Ich habe heiße Tränen geweint um all das Leid, was in der letzten Zeit geschehen ist.. Und der Schnee hat sich mit meinen Tränen gemischt..

---

Als ich in Dänemark war, da kam mir der Gedanke, mein praxissemester dort zu absolvieren.. In der Nationalbibliothek in Kopenhagen.. Das wär sicher etwas für mich. Ich hab nur Angst wegen der Sprache.
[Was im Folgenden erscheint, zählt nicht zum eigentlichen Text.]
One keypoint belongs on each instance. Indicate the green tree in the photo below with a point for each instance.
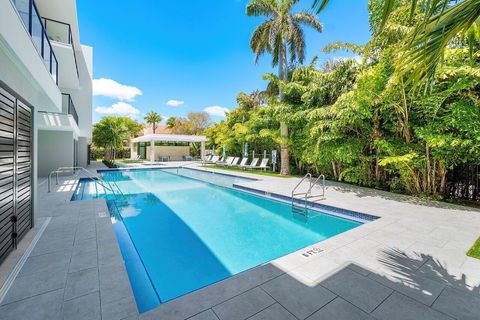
(424, 48)
(199, 120)
(281, 33)
(153, 118)
(111, 132)
(171, 122)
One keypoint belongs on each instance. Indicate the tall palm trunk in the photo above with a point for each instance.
(283, 75)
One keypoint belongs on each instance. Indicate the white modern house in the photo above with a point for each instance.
(45, 104)
(165, 147)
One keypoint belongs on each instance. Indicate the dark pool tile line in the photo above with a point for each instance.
(176, 167)
(340, 211)
(222, 174)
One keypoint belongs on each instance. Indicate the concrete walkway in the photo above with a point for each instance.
(410, 264)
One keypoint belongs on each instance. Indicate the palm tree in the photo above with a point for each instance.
(424, 48)
(111, 131)
(153, 118)
(171, 122)
(281, 33)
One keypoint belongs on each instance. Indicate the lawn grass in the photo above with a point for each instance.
(474, 251)
(259, 172)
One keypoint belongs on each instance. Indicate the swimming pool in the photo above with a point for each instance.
(179, 233)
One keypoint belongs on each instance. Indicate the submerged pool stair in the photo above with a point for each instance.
(300, 199)
(113, 194)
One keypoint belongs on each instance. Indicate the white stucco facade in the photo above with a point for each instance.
(61, 126)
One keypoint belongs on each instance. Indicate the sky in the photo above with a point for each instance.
(173, 57)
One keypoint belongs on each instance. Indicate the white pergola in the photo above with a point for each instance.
(152, 138)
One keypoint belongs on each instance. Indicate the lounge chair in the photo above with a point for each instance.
(234, 162)
(263, 165)
(214, 159)
(252, 164)
(206, 159)
(226, 162)
(242, 163)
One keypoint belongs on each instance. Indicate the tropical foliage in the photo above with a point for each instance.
(371, 121)
(153, 118)
(439, 23)
(281, 33)
(111, 133)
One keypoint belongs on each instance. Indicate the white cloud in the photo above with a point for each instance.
(112, 89)
(216, 111)
(120, 108)
(175, 103)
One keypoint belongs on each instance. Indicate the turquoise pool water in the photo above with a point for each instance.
(179, 234)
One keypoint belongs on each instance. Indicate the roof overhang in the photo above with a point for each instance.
(170, 138)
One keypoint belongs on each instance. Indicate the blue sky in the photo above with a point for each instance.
(174, 57)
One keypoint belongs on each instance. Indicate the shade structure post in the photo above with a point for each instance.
(152, 150)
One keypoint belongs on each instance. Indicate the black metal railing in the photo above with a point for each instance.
(463, 182)
(68, 106)
(31, 18)
(60, 31)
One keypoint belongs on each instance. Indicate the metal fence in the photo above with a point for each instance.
(463, 183)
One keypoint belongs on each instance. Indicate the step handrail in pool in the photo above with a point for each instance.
(309, 176)
(89, 175)
(308, 194)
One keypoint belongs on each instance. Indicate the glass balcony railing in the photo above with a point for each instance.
(59, 31)
(31, 18)
(68, 107)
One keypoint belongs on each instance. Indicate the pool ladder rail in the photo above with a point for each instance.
(119, 199)
(307, 196)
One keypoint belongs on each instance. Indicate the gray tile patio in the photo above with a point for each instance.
(410, 264)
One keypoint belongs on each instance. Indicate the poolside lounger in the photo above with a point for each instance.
(234, 162)
(242, 163)
(226, 162)
(252, 164)
(214, 159)
(263, 165)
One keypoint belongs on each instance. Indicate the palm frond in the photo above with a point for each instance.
(336, 46)
(260, 40)
(297, 44)
(258, 8)
(308, 19)
(319, 5)
(423, 52)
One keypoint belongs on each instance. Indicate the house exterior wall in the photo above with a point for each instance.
(55, 149)
(174, 152)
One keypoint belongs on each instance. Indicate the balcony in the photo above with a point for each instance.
(33, 23)
(60, 36)
(68, 107)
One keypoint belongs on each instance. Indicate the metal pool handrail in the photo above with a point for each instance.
(73, 169)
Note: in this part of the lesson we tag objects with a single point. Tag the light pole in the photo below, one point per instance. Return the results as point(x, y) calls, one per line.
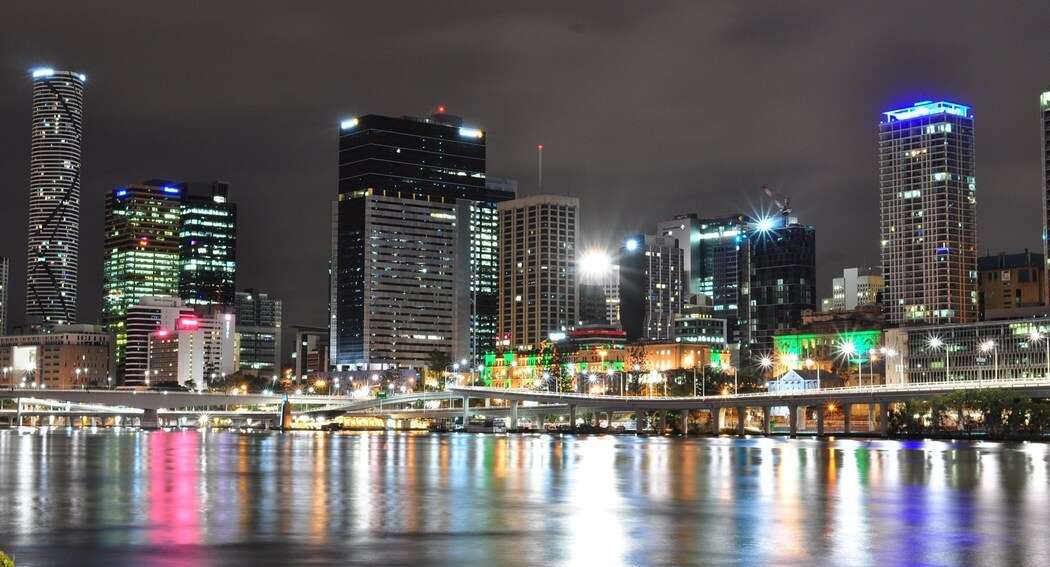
point(1037, 336)
point(937, 342)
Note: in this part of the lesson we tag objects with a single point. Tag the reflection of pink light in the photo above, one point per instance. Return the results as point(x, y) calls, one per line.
point(174, 503)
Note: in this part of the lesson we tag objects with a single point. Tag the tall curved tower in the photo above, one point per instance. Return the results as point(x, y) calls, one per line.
point(51, 260)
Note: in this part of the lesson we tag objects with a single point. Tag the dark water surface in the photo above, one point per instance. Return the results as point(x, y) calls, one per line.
point(128, 498)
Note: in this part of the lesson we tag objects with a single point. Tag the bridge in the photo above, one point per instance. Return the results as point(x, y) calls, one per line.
point(876, 398)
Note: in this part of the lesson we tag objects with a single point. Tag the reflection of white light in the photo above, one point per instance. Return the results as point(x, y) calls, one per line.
point(595, 263)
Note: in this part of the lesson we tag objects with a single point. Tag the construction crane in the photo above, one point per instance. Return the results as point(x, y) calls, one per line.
point(782, 201)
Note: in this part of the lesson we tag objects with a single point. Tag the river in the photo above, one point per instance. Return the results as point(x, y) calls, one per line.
point(129, 498)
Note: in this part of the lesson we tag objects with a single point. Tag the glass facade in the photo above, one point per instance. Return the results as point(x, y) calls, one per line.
point(208, 245)
point(141, 255)
point(427, 160)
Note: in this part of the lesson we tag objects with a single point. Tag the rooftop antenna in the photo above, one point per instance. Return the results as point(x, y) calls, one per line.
point(539, 151)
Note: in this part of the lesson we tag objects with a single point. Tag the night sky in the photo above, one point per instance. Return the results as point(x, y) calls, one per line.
point(646, 110)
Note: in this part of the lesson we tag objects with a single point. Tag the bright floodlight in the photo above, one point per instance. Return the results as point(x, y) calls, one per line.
point(595, 263)
point(765, 224)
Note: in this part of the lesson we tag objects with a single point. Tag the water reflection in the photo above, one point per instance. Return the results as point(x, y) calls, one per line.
point(185, 498)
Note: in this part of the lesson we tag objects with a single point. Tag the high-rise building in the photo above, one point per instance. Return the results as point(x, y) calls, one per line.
point(718, 271)
point(141, 320)
point(538, 269)
point(258, 317)
point(1045, 116)
point(1010, 281)
point(651, 289)
point(928, 214)
point(54, 226)
point(855, 288)
point(208, 246)
point(781, 268)
point(687, 229)
point(403, 182)
point(66, 356)
point(141, 251)
point(4, 273)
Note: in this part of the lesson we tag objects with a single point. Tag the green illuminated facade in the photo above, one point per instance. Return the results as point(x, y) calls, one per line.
point(141, 255)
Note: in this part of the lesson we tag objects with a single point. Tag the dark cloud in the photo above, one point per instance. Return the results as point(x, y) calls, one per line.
point(647, 109)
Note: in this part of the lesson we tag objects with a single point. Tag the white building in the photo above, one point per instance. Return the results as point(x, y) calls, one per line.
point(855, 288)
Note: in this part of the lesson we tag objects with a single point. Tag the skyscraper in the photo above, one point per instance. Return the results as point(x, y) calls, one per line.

Eigentlich eher wegen dem Bewerbungsverfahren.. Dass die hier anrufen und ich auf englisch telefonieren muss oder so..

Ich habe aber auch schon weiter gedacht.. Wenn ich wirklich für das halbe Jahr in Dänemark bin und es mir gefällt.. Ich glaube, ich kann mir gut vorstellen, ganz hinüber zu gehen.

Dänemark betrachte ich schon immer als meine Heimat.. Wenn ich Richtung Dänemark fahre, bin ich immer glücklich. Ich fühle mich dort so wohl und zufrieden.. Es ist einfach mein Zuhause..

Aber das ist ja noch ein paar Jahre hin.. Und wer weiß.. Vielleicht gefällt es mir dort ja auch gar nicht mehr so gut, wenn ich richtig dort lebe.
25.3.08 16:06


Versteckspiel

Letzte Nacht war ich ein Kind.

Ich war mit anderen Kindern in einem Wald, da haben wir Rennen veranstaltet.. Die Eltern fanden das alle ganz doof, aber wir wollten spielen..

Und dann war ich in einem sehr großen Haus.. Und wir hatten eine Art Plan..

Die Kinder mussten aber eigentlich schon schlafen.. Und es gab eine Etage mit ganz vielen Kinderzimmern.. In jedem Zimmer haben 2-4 Kinder geschlafen.. Und wir waren zu dritt und wollten diesen Plan umsetzen..

Immer wieder kam ein Erwachsener und hat kontrolliert, ob alle schlafen.. Ein Junge und ich haben uns immer bei anderenmit unter die Decke gelegt.. Und ich hab meinen Papa gesehen.

Hab mich richtig geborgen gefühlt .. So sorglos und zufrieden.